After spending the first few months in a temporary location, EFI Bonn moved to its final premises on the Platz der Vereinten Nationen in 2018. From the first floor hallway of this building, many new employees caught their first glimpse of the forest embracing the city’s Western boundaries. What initially was no more than a background scenery, quickly turned into an impactful presence in our everyday work, as EFI Bonn slowly started to spread its roots into the fertile soils of the Lower Rhine Bay and its adjacent hills.
The forest that they saw on the western horizon, the Kottenforst, turned out to be managed by a wise, dedicated and friendly man and forester named Uwe Schölmerich.
It just so happened that Uwe, who is also the chair of‘ the Arbeitsgemeinschaft Naturgemäße Waldwirtschaft North-Rhine Westphalia (ANW)’ in Germany (Pro Silva Germany, North-Rhine Westphalia) already knew EFI during the time when its Regional Office ‘EFICENT’ in Freiburg was still active. His decade-long work on integrated forest management had spurred his interest in a novel tool for practicing forest management: marteloscopes. He was one of the early forest managers to join the Integrate Network from Germany, and the first training site in the Kottenforst was installed by Friedrich Louen, advised by Andreas Schuck and Daniel Kraus from EFI’s former Freiburg Regional Office. This site, called Jägerhäuschen, may well be one of the most visited marteloscopes in the whole Integrate Network.

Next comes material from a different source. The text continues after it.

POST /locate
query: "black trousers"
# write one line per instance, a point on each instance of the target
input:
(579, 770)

Countless foresters, nature conservationists, students but also non-professional forest enthusiasts have practiced their virtual thinning skills in the Jägerhäuschen. Also EFI eagerly used the opportunity by organising trainings and visits not only for its own staff but by inviting representatives from science, forest practice, conservation, and policy across country borders in Europe and beyond. Many exciting discussions took place during training exercises. Often, they ended at both tree #132, a wonderful example of a habitat tree, and #201, a classical so-called conflict tree, a large oak displaying both a high economic and ecological value. Uwe used to say when the discussion amongst training participants was in full swing: “We now have as many management proposals for #201 as participants, all having good arguments…. This is how we learn from one another.”
The cooperation with the local forest district did not end there. The LIFE+ Villewälder project, supervised by Klaus Striepen, led to a fruitful and mutually beneficial cooperation between EFI and the forest district. While the forest managers gained insight into the social importance of their forest, EFI was able to study real-life trade-offs between different forest functions.

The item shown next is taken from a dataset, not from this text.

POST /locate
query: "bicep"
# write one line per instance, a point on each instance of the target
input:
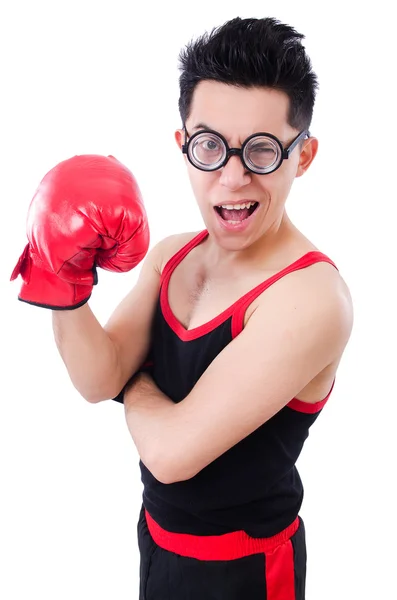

Also in our spare time some of us kept in touch with the Kottenforst. Thanks to Uwe, we got the chance to catch a glimpse behind the scenes of the driven hunts that are necessary to preserve natural regeneration of a variety of tree species, thus making the forest more resilient. That’s what they call connecting knowledge to action.

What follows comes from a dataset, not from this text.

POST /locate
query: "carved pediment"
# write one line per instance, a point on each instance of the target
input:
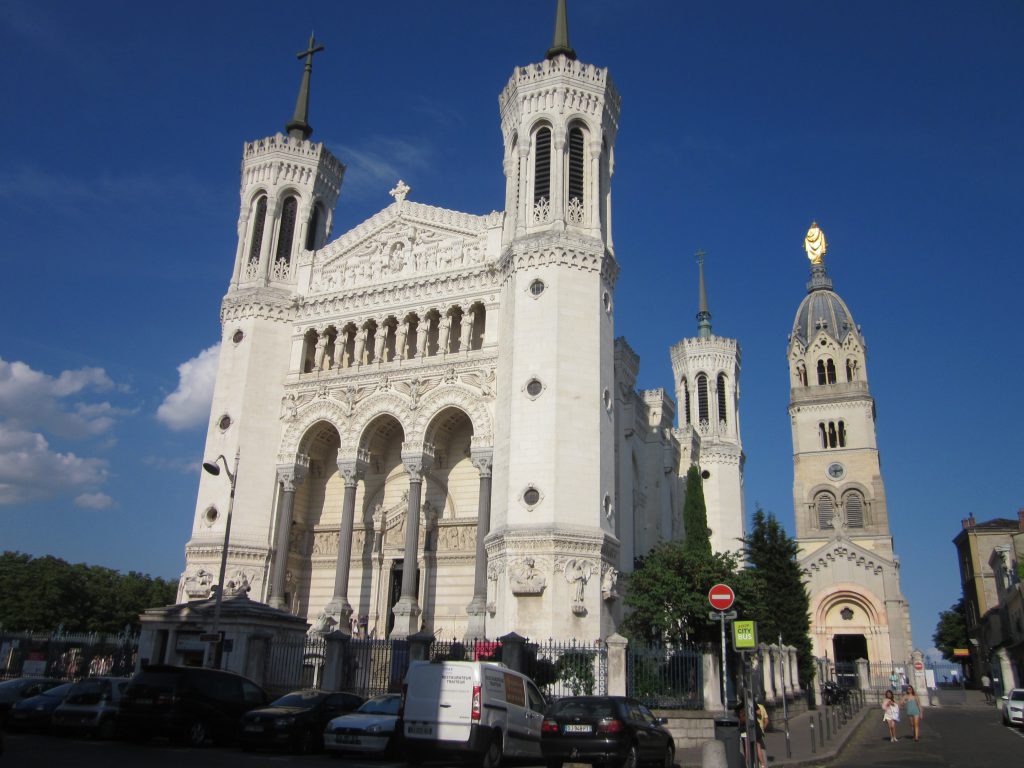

The support of Uwe and his colleagues proved invaluable to EFI’s work in Bonn. Numerous projects, excursions, guided tours and on-site trainings have been organised in the forest district Rhein-Sieg-Erft thanks to Uwe. The forests around Bonn were no longer just decoration but helped the EFI staff to maintain the connection to the object they all devote their career to: forests. We were very lucky with our timing, because despite his young and cheerful appearance, Uwe has recently retired. We will certainly miss Uwe and hope to continue interacting with him then in his private capacity, as a person that really “lives” integrated forest management at the interface of forestry and society. With this in mind, we are sure to see you again soon!